Can a start-up save the world’s largest retailer
Walmart acquired jet.com, an aggressive eCommerce player founded in 2014 to take on Amazon, for $3.3 bn. Walmart is a distant second to Amazon in online sales in the US — $14 billion compared to $63 billion for Amazon. More troubling, however, has been Walmart’s declining year over year eCommerce sales growth.
With eCommerce, Walmart has adapted an Omni-channel fulfillment strategy which makes sense on paper — 90% of Americans live within 15 miles of a Walmart store so the stores can serve as eCommerce fulfillment centers for the last mile delivery. Although leveraging their existing infrastructure would appear to provide a competitive advantage, it actually has hindered their own eCommerce growth and proven to be a disadvantage.
But why is this the case? A number of reasons could be evaluated; I will explore two major contributing factors:
According to disruption theory, incumbents tend to fail because they already have a successful pre-existing revenue stream. In other words, the fact that Walmart is the largest retailer in the world actually impairs their expansion into eCommerce. As a disruptive new entrant, Amazon, on the other hand, has been able to offer zero margin (or less) services as they are able to poach customers from existing retailers, grocery stores etc. and continually scale their network to offer better selection, lower prices, and incredible convenience, all of which bring more customers and reduce costs. For Walmart to offer the same services, they would be poaching their own customers from their brick and mortar stores while simultaneously reducing their profit margins. That’s a hard call to make for any executive and is a tough sell to existing investors.
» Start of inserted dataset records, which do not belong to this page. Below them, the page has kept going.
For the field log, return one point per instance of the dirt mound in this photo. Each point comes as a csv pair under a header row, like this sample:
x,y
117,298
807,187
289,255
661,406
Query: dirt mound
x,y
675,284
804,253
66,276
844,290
This is somewhat analogous to Apple self-disrupting one of their own product lines before a competitor could. In 2007, the year the iPhone was released, the iPod was Apple’s pre-existing cash cow with 48% of Apple’s revenue from iPod sales. Now, the iPod is a tiny fraction of it’s revenue. Apple was willing to kill their biggest source of revenue as they recognised the potential of the iPhone. Had Apple tried to protect their biggest moneymaker’s revenue stream, where would they be now? Is Walmart willing to do something similar? Where will Walmart be if they don’t adapt a similar mindset?
Walmart’s logistic network
Pre eCommerce, Walmart was revered for its collaboration and technology-driven supply chain practices to move freight between suppliers, distribution centres, and stores in pallet and case quantities. Walmart was clearly an innovator in the retail supply chain and their supply chain processes played a large role in their expansion. Walmart controlled the entire store distribution process moving pallets and cases to stores on predictable fixed delivery routes on their own fleet of trucks. The network was never designed to efficiently distribute individual items to consumers and as it turns out this is a far more complex process than traditional retail distribution.
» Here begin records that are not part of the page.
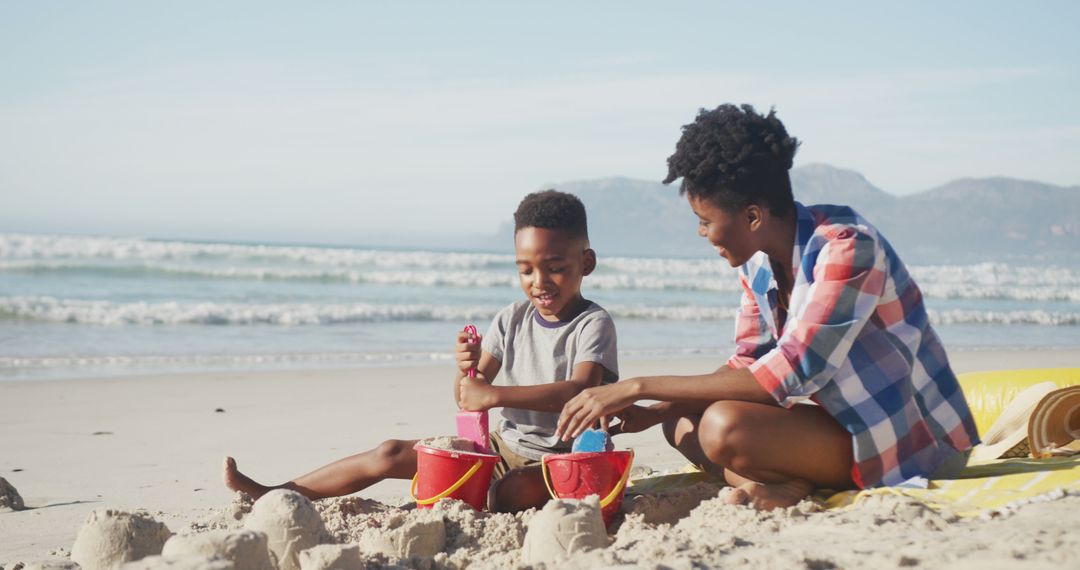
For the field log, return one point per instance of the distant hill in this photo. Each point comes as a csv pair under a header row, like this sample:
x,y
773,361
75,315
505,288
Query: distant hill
x,y
966,220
In the new model, orders are picked and packed 24/7 and may need to be delivered within a few hours. The logistics infrastructure required to compete in eCommerce is vastly different to traditional retail logistics and the changes have given rise to mega e-fulfillment centers, automated technology to pick individual items, sortation centers, parcel hubs, and urban logistics depots for same day fulfillment. None of these new developments fit very well into the old model’s logistics infrastructure. Amazon on the other hand, started their logistics infrastructure with a singular focus on eCommerce. They did not have the burden of retro-fitting existing facilities designed for store distribution into distribution to end consumers. In addition, unlike Walmart, Amazon has not had to balance eCommerce expansion with an internally-competing pre-existing retail business.